Another historically important debate over appropriate constructs concerns the level at which theoretical concepts and generalizations should be framed. Social scientists disagree about whether their investigations should focus on individuals or groups, but clearly they often do care about the dynamics of social groups. Scientists want to know, for example, how price levels change with world events, not just how individual consumers react. When they look for patterns at this level of aggregation they often find them. Supply shortfalls in crucial commodities result in price increases. Researchers can often detect such regularities without considering the idiosyncrasies of individuals.

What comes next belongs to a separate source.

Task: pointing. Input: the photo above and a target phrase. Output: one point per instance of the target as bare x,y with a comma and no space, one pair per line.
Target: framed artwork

French philosopher Emile Durkheim went so far as to argue that there are autonomous social facts and that social explanations should cite social properties rather than appeal to the psychology of individuals. This view has led to much fruitless debate over reductionism and the existence of social facts. Recent philosophy may help to clarify these issues. Higher level patterns are best understood as equilibria resulting from a number of actions. In a market system, for example, general price increases result from the predictable decisions of numerous agents. Accounts of supervenience, such as those by American philosopher Jaegwon Kim, make clear that the truth of generalizations at one level of analysis (e.g., biology) may depend on that of generalizations at a lower level (e.g., chemistry) without being translatable into the latter. These accounts permit reconciliation of the claim that social phenomena would not exist without the actions of individual agents with the claim that many important generalizations can only be framed in vocabulary that does not involve specific individuals.